I did use the new fixed window gaskets, but trimmed and modified them a bit for improved fit.
This is how much material I removed from the upper forward part of the gasket to clear the upper L bracket on the removable window track.
Install the gasket on the fixed window, but do not install it on the truck yet.
Similar to the front door, start with the vertical window track towards the front of the vehicle.
Followed by lowering the moveable window into the door.
Now install the fixed rear window. Start in the middle of the door, push the lower edge of the window into the door, just enough to get the top of the gasket in, then raise it up and seat the upper gasket. Silicone spray might be needed to help slide the window and gasket rearward into place. Be careful, and make sure the lower track seats in the lower track.
You may want to use a nylon pry bar to help get the gasket lips to seat in the tracks. Gently push the window in the direction you want it to go while pushing with the nylon bar...go slow and work everything into place on the rear, lower and upper portions.
Next was the biggest modification I had to make. I discovered while test fitting, that the new fixed rear window gaskets were thicker than original, and moved the fixed window track closer to the front by about 1/4 inch. I was not able to get the glass to fit in the channels even without window felt. Some trimming was done on the gaskets, but with the window felt in place, it was too tight. I solved this with two methods, as the clearance issues were different for the right and left doors. Both involved cutting the sides off the rubber window felt, and both involved using a thinner base inside the channel.

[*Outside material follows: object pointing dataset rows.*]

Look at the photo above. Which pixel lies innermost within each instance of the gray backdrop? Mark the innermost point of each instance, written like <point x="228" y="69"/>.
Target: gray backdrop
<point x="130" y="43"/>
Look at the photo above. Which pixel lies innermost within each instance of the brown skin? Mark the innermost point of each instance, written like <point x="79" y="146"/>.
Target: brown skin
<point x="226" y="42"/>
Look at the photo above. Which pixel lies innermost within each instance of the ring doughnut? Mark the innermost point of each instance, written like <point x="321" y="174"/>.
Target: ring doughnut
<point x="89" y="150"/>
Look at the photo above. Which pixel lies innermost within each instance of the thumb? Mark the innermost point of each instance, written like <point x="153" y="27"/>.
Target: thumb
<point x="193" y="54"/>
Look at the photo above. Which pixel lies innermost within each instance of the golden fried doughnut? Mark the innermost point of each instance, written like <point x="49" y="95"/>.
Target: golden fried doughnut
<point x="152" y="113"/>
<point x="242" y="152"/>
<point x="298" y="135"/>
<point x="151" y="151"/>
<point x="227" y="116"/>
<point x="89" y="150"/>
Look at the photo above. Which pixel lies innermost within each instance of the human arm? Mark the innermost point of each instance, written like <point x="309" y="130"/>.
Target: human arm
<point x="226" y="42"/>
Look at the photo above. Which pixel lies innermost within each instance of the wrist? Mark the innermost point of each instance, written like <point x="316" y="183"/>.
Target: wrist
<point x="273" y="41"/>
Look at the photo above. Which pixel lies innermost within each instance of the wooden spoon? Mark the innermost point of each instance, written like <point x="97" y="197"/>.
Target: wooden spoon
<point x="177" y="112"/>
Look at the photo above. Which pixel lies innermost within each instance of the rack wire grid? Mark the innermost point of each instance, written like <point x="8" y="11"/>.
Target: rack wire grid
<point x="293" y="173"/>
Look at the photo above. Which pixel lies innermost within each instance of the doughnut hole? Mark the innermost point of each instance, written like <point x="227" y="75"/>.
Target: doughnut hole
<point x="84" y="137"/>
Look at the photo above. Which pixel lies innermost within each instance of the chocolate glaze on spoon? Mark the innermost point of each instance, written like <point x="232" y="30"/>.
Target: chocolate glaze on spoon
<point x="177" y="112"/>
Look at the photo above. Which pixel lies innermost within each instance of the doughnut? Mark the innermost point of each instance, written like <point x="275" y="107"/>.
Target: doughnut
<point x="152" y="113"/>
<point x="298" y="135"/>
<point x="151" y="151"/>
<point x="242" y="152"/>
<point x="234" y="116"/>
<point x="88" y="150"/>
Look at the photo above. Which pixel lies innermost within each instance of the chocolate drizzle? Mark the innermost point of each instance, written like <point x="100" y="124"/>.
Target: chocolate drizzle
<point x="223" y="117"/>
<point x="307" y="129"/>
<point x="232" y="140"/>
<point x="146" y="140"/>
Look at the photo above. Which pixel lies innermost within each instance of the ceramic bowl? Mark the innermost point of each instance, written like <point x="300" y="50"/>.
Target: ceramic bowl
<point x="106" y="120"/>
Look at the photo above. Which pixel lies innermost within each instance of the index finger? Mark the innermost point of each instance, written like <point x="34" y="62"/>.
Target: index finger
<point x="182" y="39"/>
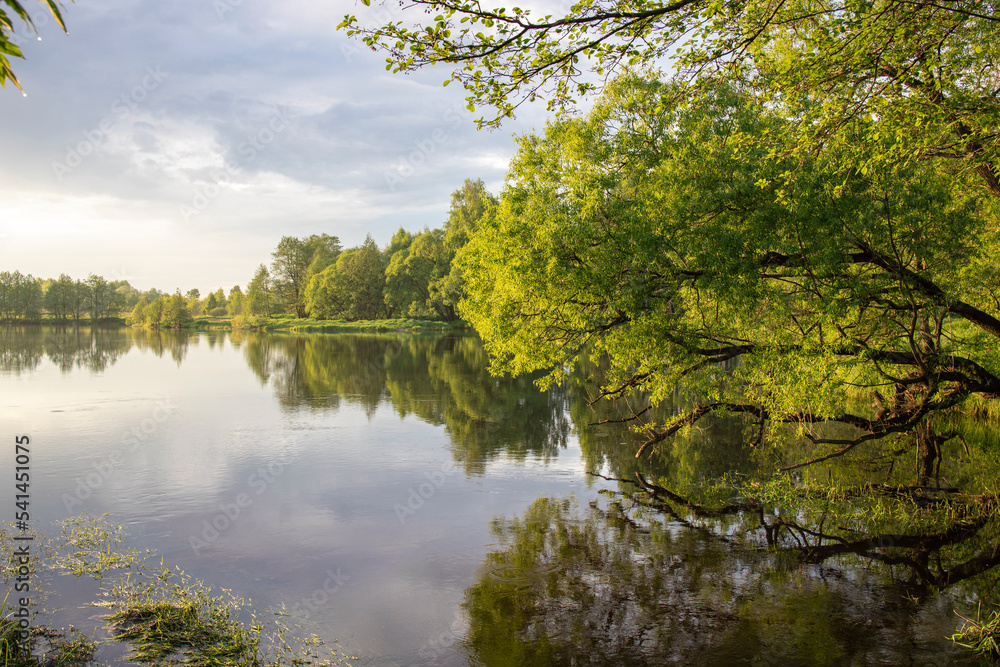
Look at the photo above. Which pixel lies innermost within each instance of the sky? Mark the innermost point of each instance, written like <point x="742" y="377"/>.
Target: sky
<point x="172" y="144"/>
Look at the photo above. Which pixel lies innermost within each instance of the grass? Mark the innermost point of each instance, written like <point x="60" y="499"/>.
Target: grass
<point x="164" y="616"/>
<point x="980" y="636"/>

From BD Company, I bought Vel/2" P/S Black Loop. a self adhesive strip. Cut to length, then trim to 1/2' wide. remove adhesive backing, and set in the base of the channel. (bottom of the U). Cut off the base of the U on the window channel, and use weather strip adhesive to glue it to the sides of the channel.
On the other window, the Black Loop was still too thick, so I used a vinyl window strip instead, but followed the same procedure as above.
This is the vinyl stuff, got at Home Depot. Self adhesive and trimmed to fit inside the channel. It is white, vs the black loop. Not ideal, but used what I could find.

The finished channel looks like this
If your channel is still too tight, you can repeat this on the forward part of the door. If you are re-using the original fixed window gaskets, you may not need to make this modification. test fit first!
Next install the removable window track, with the L bracket up and facing the fixed window. Lower it carefully from the outside of the door, catching the window in the track.
This step is also tricky, so take your time. The window track must seat on the fixed window gasket.
I started on the lower part, and using the nylon pry bar, worked the gasket into place.
I found that I needed to use this clamp to get the upper L bracket to line up. Again, the new gaskets are thicker than the originals, and I could not compress them enough by hand to line up the upper holes.
This window should be in both the front and rear tracks, install the upper window felt, and move the window up. Now install the lower bracket, start all three screws before tightening any of them
Once all three are started, lower the window halfway, and tighten all three bolts
Remove the pivot bolts
Slide the end of the arm onto the window slide and bolt the pivot back on, just like the front door and you are done.